Figure 5.. β-GlcCer mediated NET formation is blocked by glycolysis inhibition

A. NET formation quantified in WT neutrophils stimulated in-vitro with β-GlcCer alone (30μM for 4hr) or in combination with glycolysis inhibitor 2-DG (5mM, 60 min. pretreatment) with or without autophagy activator tamoxifen (6μM, 30 min. pretreatment). Bars depict percent NET forming neutrophils (Average ± SD) from 3 independent experiments. (*p<0.05); ***p<0.001). B. Representative fluorescence images of peritoneal lavage neutrophils isolated from WT and Mincle^−/− mice injected with purified β-GlcCer with or without peritoneal injection of 2-DG 24hrs before β-GlcCer. Neutrophils were cytocentrifuged, fixed and stained with Sytox Green as described in Methods. Magnification 200X. The bar graph shows quantitation of NET-forming in indicated samples as described in methods. Data presented is from 3 independent experiments with 3–4 mice each per group. Average ± SD is shown (***p<0.001)). C. Quantitation and representative fluorescence images of NET forming neutrophils isolated from BAL of WT mice infected intranasally with K. pneumoniae with or without intraperitoneal 2-DG treatment as described in methods.
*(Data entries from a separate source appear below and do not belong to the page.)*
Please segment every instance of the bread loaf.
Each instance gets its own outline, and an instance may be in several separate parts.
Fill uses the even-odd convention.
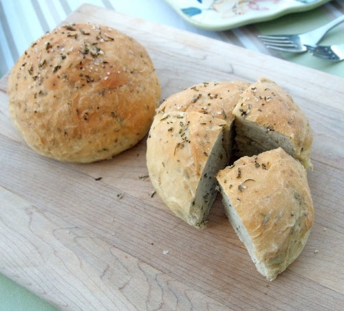
[[[282,148],[219,172],[226,214],[258,271],[276,278],[300,254],[314,222],[305,169]]]
[[[227,163],[221,119],[195,111],[158,114],[147,139],[147,161],[157,194],[178,217],[202,228],[216,196],[215,178]]]
[[[251,84],[242,93],[233,114],[238,157],[282,147],[305,168],[312,168],[313,136],[308,120],[276,83],[261,78]]]
[[[204,226],[216,196],[215,175],[230,158],[233,109],[248,85],[200,83],[157,109],[147,140],[149,176],[171,210],[195,227]]]
[[[160,86],[146,49],[109,27],[65,25],[21,56],[8,83],[15,126],[57,160],[109,159],[148,132]]]

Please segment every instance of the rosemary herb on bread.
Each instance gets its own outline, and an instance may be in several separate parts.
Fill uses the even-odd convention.
[[[282,147],[306,168],[312,168],[313,135],[307,117],[284,89],[261,78],[241,94],[235,116],[237,155]]]
[[[314,222],[306,170],[279,148],[217,175],[226,214],[258,271],[276,278],[300,254]]]
[[[9,111],[28,144],[55,159],[109,159],[147,133],[160,86],[144,47],[113,28],[65,25],[21,56]]]
[[[147,139],[147,163],[157,194],[188,224],[202,228],[227,163],[227,124],[195,111],[157,114]]]

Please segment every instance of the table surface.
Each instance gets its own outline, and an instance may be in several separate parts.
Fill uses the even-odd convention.
[[[73,1],[67,3],[56,0],[50,2],[49,5],[46,5],[44,2],[23,0],[21,1],[0,1],[0,17],[1,18],[0,70],[1,73],[8,71],[16,59],[33,40],[58,25],[84,1]],[[272,30],[274,32],[281,32],[285,30],[290,32],[297,29],[299,30],[301,27],[301,22],[302,27],[305,27],[304,20],[309,22],[308,27],[310,25],[315,25],[323,23],[338,14],[343,14],[344,9],[342,1],[332,1],[312,12],[302,13],[302,19],[300,18],[300,14],[294,14],[281,17],[273,22],[261,23],[217,33],[201,30],[189,25],[162,1],[144,1],[146,5],[142,5],[142,1],[130,1],[130,5],[128,4],[129,1],[100,1],[95,0],[87,2],[100,7],[105,7],[109,10],[115,10],[162,24],[172,25],[217,40],[234,43],[249,50],[270,54],[277,58],[284,58],[290,62],[299,63],[335,76],[344,76],[344,68],[343,67],[344,62],[330,64],[323,60],[316,60],[315,61],[310,55],[289,55],[286,53],[279,54],[268,51],[256,39],[256,35],[259,33],[271,33]],[[125,4],[123,2],[125,2]],[[37,19],[33,19],[36,23],[28,23],[27,21],[28,18],[25,17],[23,9],[24,5],[25,12],[32,10],[36,14]],[[152,8],[154,8],[154,12],[153,12]],[[6,16],[5,19],[4,16]],[[21,23],[19,22],[19,20],[23,21],[23,19],[26,21],[26,25],[25,22]],[[30,21],[33,21],[31,19]],[[25,27],[25,26],[27,27]],[[25,30],[30,30],[30,31],[23,31],[23,27],[25,27]],[[6,30],[7,32],[5,32]],[[8,35],[8,30],[10,30],[10,34],[12,34],[10,36]],[[332,30],[329,34],[328,38],[324,40],[324,42],[334,43],[334,42],[332,42],[332,41],[338,38],[341,31],[343,31],[343,27],[341,27]],[[6,44],[3,45],[3,43]],[[316,73],[316,71],[314,73]],[[3,310],[54,310],[54,307],[47,304],[23,288],[17,286],[3,275],[0,277],[0,297],[3,299],[0,310],[1,308]]]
Bar graph depicts Average ± SD from 6 mice total per group in 2 independent experiments. (**p<0.01). D. Levels of cell-free β-GlcCer were measured in BAL samples described in C. No statistically significant difference was found in cell-free β-GlcCer levels in BAL isolated from KPn infected mice with or without 2-DG treatment. E. Representative immunofluorescence images showing LC3 punctation in WT neutrophils from experiments described in C. LC3 puncta (red) indicating activation of autophagy were visualized using a rabbit anti mouse LC3 antibody followed by secondary goat anti-rabbit Alexa546 antibody. DAPI (blue) was used to stain the nuclei. Representative images from 2 independent experiments are shown. Magnification 400X. Bottom panel shows western blot analysis to detect conversion of LC3-I to LC3-II in BAL neutrophils isolated from KPn infected WT mice with or without glycolysis inhibition by 2-DG treatment. β-actin was probed as loading control. Blots shown are representative of 2 independent experiments with 3–4 mice per group in each experiment.
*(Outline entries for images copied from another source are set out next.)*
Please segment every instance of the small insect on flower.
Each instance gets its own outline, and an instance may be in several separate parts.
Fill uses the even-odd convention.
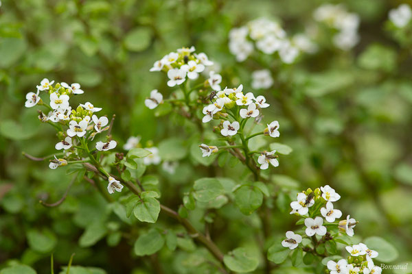
[[[71,148],[71,145],[72,145],[71,138],[67,136],[65,138],[65,140],[56,144],[54,147],[57,150],[60,150],[60,149],[66,150],[66,149],[69,149],[69,148]]]
[[[80,84],[79,83],[73,83],[71,85],[69,85],[66,82],[61,82],[60,85],[65,88],[67,88],[69,90],[71,91],[73,94],[83,94],[84,92],[80,89]]]
[[[37,93],[29,92],[26,95],[26,100],[27,101],[24,104],[26,108],[32,108],[37,105],[41,99],[38,96],[38,90],[37,90]]]
[[[240,114],[240,117],[244,119],[247,118],[255,118],[259,115],[259,110],[256,110],[256,105],[253,103],[249,105],[247,107],[247,110],[242,108],[239,111],[239,114]]]
[[[354,245],[352,247],[346,247],[345,249],[349,252],[351,256],[361,256],[366,254],[366,251],[363,250],[359,245]]]
[[[334,210],[333,203],[331,201],[326,203],[326,208],[321,208],[321,214],[329,223],[333,223],[335,219],[342,216],[342,212],[339,210]]]
[[[106,129],[108,129],[108,127],[104,128],[104,127],[108,123],[108,119],[105,116],[102,116],[100,118],[98,118],[97,116],[93,115],[91,116],[91,119],[93,122],[95,123],[95,129],[98,132],[102,132]]]
[[[115,190],[118,192],[121,192],[123,189],[123,185],[120,184],[120,182],[117,181],[113,177],[108,177],[108,185],[107,186],[107,191],[110,194],[113,194]]]
[[[50,161],[50,164],[49,164],[49,167],[52,169],[56,169],[59,166],[63,166],[67,164],[67,161],[65,159],[58,159],[56,156],[54,156],[54,159]]]
[[[305,219],[305,225],[306,229],[305,232],[309,237],[312,236],[314,234],[319,236],[323,236],[326,234],[326,227],[322,225],[323,224],[323,219],[321,217],[317,216],[314,219],[312,218],[306,218]]]
[[[271,105],[266,102],[266,98],[262,95],[259,95],[255,98],[255,102],[256,103],[258,107],[260,108],[266,108]]]
[[[214,71],[210,71],[209,73],[209,79],[207,79],[207,82],[214,90],[220,90],[220,86],[219,84],[222,82],[222,75],[215,73]]]
[[[354,227],[356,226],[358,223],[354,219],[350,218],[350,215],[347,215],[346,220],[339,221],[339,230],[345,232],[347,236],[352,237],[354,235]]]
[[[130,150],[139,146],[139,143],[140,142],[140,140],[141,137],[140,136],[130,136],[126,141],[126,144],[123,145],[123,149],[124,150]]]
[[[96,149],[100,151],[107,151],[109,149],[113,149],[117,145],[117,142],[113,140],[103,142],[96,142]]]
[[[84,104],[80,103],[80,106],[83,107],[86,110],[89,110],[92,112],[98,112],[102,110],[102,108],[95,108],[90,102],[86,102]]]
[[[288,231],[286,232],[286,239],[282,241],[282,245],[284,247],[289,247],[289,249],[295,249],[301,241],[301,236]]]
[[[53,92],[50,95],[50,106],[54,110],[57,110],[58,108],[65,110],[69,108],[69,95],[60,95],[58,93]]]
[[[268,135],[271,137],[276,138],[280,136],[279,132],[279,122],[274,121],[270,124],[267,125],[268,127],[264,130],[264,135]]]
[[[157,90],[150,91],[150,97],[144,100],[144,104],[149,109],[156,108],[163,101],[163,95]]]
[[[185,66],[185,65],[183,65]],[[181,67],[181,69],[183,66]],[[187,70],[187,78],[195,79],[199,77],[199,73],[205,70],[205,66],[202,64],[197,64],[196,61],[190,60],[187,62],[187,68],[183,68]]]
[[[168,86],[172,88],[176,85],[180,85],[185,82],[186,79],[186,73],[187,72],[185,68],[183,69],[172,68],[168,71],[168,77],[170,79],[170,80],[168,81]]]
[[[347,262],[346,260],[339,260],[338,262],[332,260],[328,262],[326,264],[328,269],[330,271],[330,274],[343,274],[347,273]]]
[[[255,99],[252,92],[247,92],[245,95],[242,92],[237,92],[236,97],[238,98],[236,100],[236,104],[238,105],[249,105],[252,103],[252,100]]]
[[[275,155],[275,150],[272,151],[264,151],[258,158],[258,162],[260,164],[260,169],[267,169],[269,167],[269,164],[276,167],[279,166],[279,161],[277,155]]]
[[[322,197],[326,201],[336,201],[341,199],[341,195],[328,184],[325,186],[321,186],[321,190],[323,192]]]
[[[310,192],[306,196],[305,193],[299,192],[297,194],[297,201],[290,203],[290,208],[296,210],[299,215],[305,215],[309,212],[309,208],[314,204],[314,193]]]
[[[89,116],[86,116],[89,117]],[[86,134],[86,129],[89,125],[89,121],[86,117],[82,120],[78,124],[76,121],[71,121],[69,123],[69,129],[67,129],[67,135],[70,137],[78,136],[83,137]],[[90,117],[89,117],[90,118]]]
[[[223,122],[223,128],[220,130],[220,134],[224,136],[233,136],[238,133],[238,130],[240,128],[239,123],[234,121],[230,123],[229,121]]]
[[[199,145],[201,150],[202,151],[202,157],[209,157],[213,153],[216,153],[219,151],[217,147],[208,146],[207,145],[202,144]]]
[[[50,88],[50,86],[54,83],[54,81],[49,82],[47,78],[44,78],[40,82],[40,86],[36,86],[36,87],[38,90],[46,90]]]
Figure 6.. β-GlcCer accumulates in blood of patients with SIRS which correlates with NET formation.

Longitudinal blood samples from patients diagnosed with systemic inflammatory response syndrome were collected for up to 10 days following ICU admission. Levels of cell-free β-GlcCer (blue bars), percent NET forming neutrophils (green bars) and Mincle mRNA (purple bars) were measured in blood plasma as described in methods. Measurements of these parameters in plasma from healthy adults depicted baseline level. HA; healthy adult.